Schleswig-Holsteins Grüne Finanzministerin Monika Heinold will die Gehälter der HSH-Nordbank-Manager kürzen. Wie von der EU gefordert, sollen sie höchstens 500 000 Euro im Jahr bekommen – inklusive Boni, Zuschüssen für die Altersvorsorge oder Vergünstigungen wie Dienstwagen. „Ich habe dem Aufsichtsrat frühzeitig mitgeteilt, dass ich die Auffassung der EU teile und erwarte, dass die Bank sich danach richtet“, so die Ministerin gegenüber den LN.
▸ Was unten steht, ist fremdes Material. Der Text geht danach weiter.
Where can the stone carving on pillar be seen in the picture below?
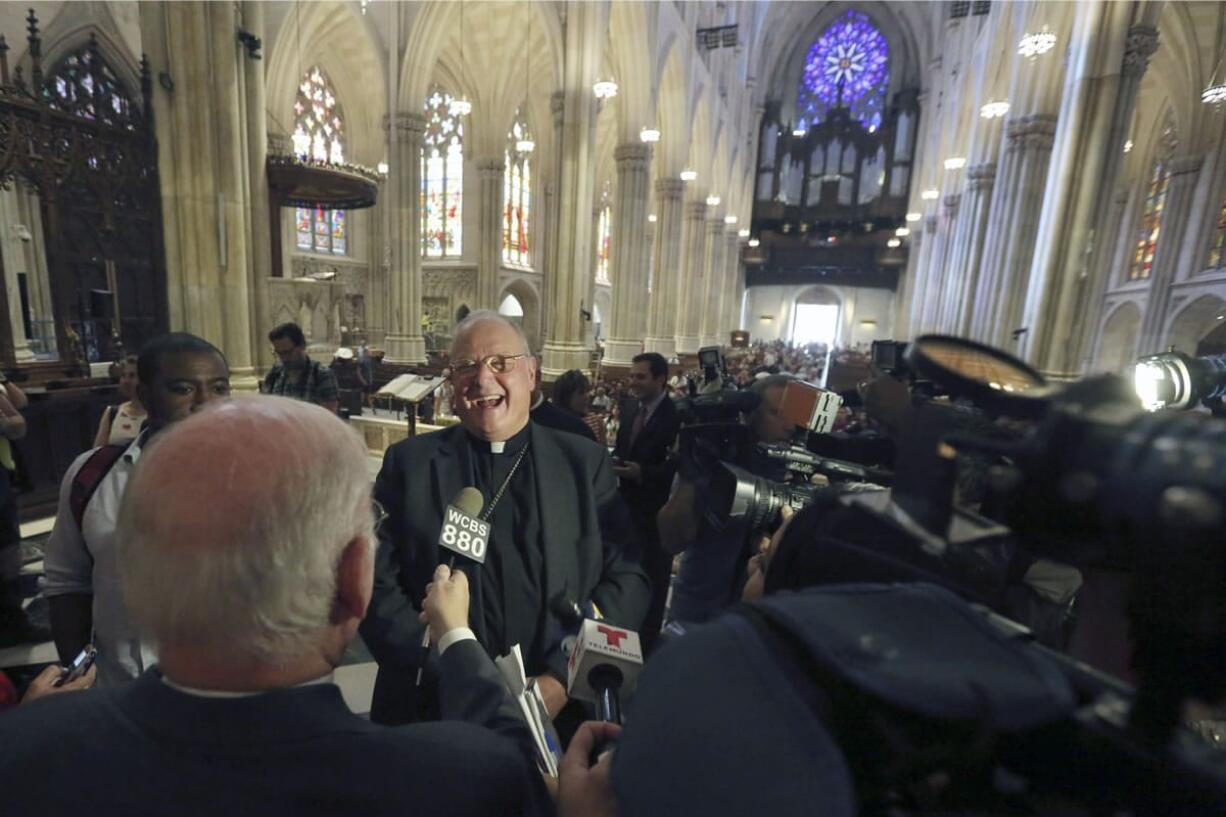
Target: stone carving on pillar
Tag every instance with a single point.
(628, 323)
(491, 172)
(405, 341)
(1140, 46)
(662, 313)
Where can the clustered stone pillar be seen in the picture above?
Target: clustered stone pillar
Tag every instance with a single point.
(1009, 247)
(206, 187)
(1070, 268)
(629, 320)
(965, 268)
(405, 342)
(565, 349)
(662, 313)
(714, 288)
(1180, 190)
(689, 290)
(732, 287)
(489, 222)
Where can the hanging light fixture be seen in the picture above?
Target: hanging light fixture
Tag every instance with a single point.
(994, 109)
(1032, 46)
(605, 88)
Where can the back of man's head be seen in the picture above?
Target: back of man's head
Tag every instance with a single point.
(234, 523)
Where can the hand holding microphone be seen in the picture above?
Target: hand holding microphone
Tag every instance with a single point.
(446, 602)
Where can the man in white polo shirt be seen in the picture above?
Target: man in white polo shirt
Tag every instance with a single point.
(179, 374)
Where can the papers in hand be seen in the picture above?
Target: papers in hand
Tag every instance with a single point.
(532, 707)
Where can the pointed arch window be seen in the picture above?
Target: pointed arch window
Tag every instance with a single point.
(441, 178)
(319, 136)
(1151, 223)
(846, 66)
(1218, 252)
(603, 237)
(517, 193)
(85, 86)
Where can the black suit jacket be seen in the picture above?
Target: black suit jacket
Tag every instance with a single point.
(147, 748)
(562, 420)
(651, 450)
(584, 523)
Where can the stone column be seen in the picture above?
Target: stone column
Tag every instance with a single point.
(666, 279)
(549, 270)
(405, 344)
(978, 193)
(732, 287)
(1009, 243)
(585, 32)
(205, 174)
(629, 274)
(689, 286)
(1070, 270)
(938, 264)
(491, 171)
(715, 285)
(1176, 215)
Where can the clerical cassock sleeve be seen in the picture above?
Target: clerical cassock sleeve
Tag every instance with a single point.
(391, 628)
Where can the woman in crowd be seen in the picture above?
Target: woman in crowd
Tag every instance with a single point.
(121, 423)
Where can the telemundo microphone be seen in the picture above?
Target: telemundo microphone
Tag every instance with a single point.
(465, 534)
(605, 663)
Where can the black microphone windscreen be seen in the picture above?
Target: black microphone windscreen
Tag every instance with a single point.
(470, 501)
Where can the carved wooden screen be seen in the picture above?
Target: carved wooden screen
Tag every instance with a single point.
(86, 146)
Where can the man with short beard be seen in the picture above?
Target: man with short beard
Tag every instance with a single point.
(558, 526)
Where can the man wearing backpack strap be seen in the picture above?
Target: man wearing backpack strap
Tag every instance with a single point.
(297, 375)
(179, 373)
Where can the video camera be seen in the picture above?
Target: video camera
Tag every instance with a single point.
(1094, 481)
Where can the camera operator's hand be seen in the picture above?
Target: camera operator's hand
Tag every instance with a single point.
(584, 788)
(628, 470)
(755, 583)
(446, 602)
(44, 685)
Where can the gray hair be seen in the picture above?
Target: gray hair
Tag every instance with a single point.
(233, 524)
(475, 319)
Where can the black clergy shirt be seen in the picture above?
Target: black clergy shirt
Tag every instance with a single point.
(511, 580)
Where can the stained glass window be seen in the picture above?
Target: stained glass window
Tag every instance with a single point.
(603, 238)
(441, 178)
(517, 193)
(1218, 252)
(83, 79)
(319, 136)
(1151, 223)
(847, 66)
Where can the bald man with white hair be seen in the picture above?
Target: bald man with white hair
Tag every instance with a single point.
(247, 546)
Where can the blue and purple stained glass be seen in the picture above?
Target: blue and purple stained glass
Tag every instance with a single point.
(846, 66)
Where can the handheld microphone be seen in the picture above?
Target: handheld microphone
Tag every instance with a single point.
(605, 663)
(465, 534)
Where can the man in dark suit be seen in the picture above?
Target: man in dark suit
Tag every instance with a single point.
(641, 461)
(558, 528)
(242, 717)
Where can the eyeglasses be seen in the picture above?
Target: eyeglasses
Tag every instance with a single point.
(497, 363)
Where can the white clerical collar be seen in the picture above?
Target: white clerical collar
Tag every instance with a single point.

Finanzministerin Monika Heinold will die Gehälter der HSH-Nordbank-Manager kürzen. Richtig so? Stimmen Sie ab!

Schon am 15. August hatte die Spitze des Ministeriums Wind davon bekommen, dass von der EU beauftragte Wirtschaftsprüfer die aktuelle Besoldungspraxis für unzulässig halten und in einem Brief an Aufsichtsratschef Hilmar Kopper Abhilfe gefordert – Brüssel hat die HSH unter Beobachtung, seitdem sie von den Eigentümerländern Schleswig-Holstein und Hamburg massive Unterstützung bekommen hat. Im Zuge eines Beihilfeverfahrens machte die EU entsprechende Auflagen. Unterstützung kommt vom Sprecher des Miteigentümers, des Sparkassen- und Giroverbands: „Wir erwarten, dass die Bank sich in jeder Hinsicht an die Auflagen aus Brüssel hält.“

Damit dürfte das Vergütungsmodell vor dem Aus stehen, das Kopper erst im Dezember 2009 eingeführt hat. Zwar blieb das Manager- Festgehalt, wie von den Länderparlamenten gefordert, auf 500 000 Euro begrenzt. Dafür gab es Extra- Geld unter anderem für die Altersvorsorge. Es konnten zudem „Anrechnungspunkte" gesammelt werden. Die sollten, sobald die Bank wieder dividendenfähig ist, innerhalb von drei weiteren Jahren in Euro getauscht werden können. „Variable Zahlungen" nannte Kopper das. Gute Führungskräfte seien nunmal nur zu bekommen, wenn sie am Erfolg beteiligt seien.

Die schwarz-grüne Landesregierung in Hamburg und Schwarz- Gelb in Kiel stimmten zu. Die SPD protestierte. Der Grünen-Abgeordnete Thorsten Fürter sprach von einem „Schlag für die Bürger, die noch immer ihre Portemonnaies für die Bank aufhalten müssen“. Heute erklärt auch Wolfgang Kubicki (FDP), man sei davon ausgegangen, dass sich die Gesamtvergütung auf 500 000 Euro belaufe. „Wenn dem nicht so ist, muss die Landesregierung handeln.“

Tobias Koch (CDU) hält die Bindung der Vergütung an den langfristigen Unternehmenserfolg weiter für richtig. Wenn die Bank aber 2012, wie von Kopper angekündigt, mehr als 250 Millionen Euro Verlust mache, dürfe es für 2012 und die vergangenen Jahre keine Auszahlung geben. Dass solche Anwartschaften erlangt werden können, bestätigt man bei der HSH, ist sich aber sicher, im Einklang mit allen Verträgen mit den Ländern und der EU zu handeln.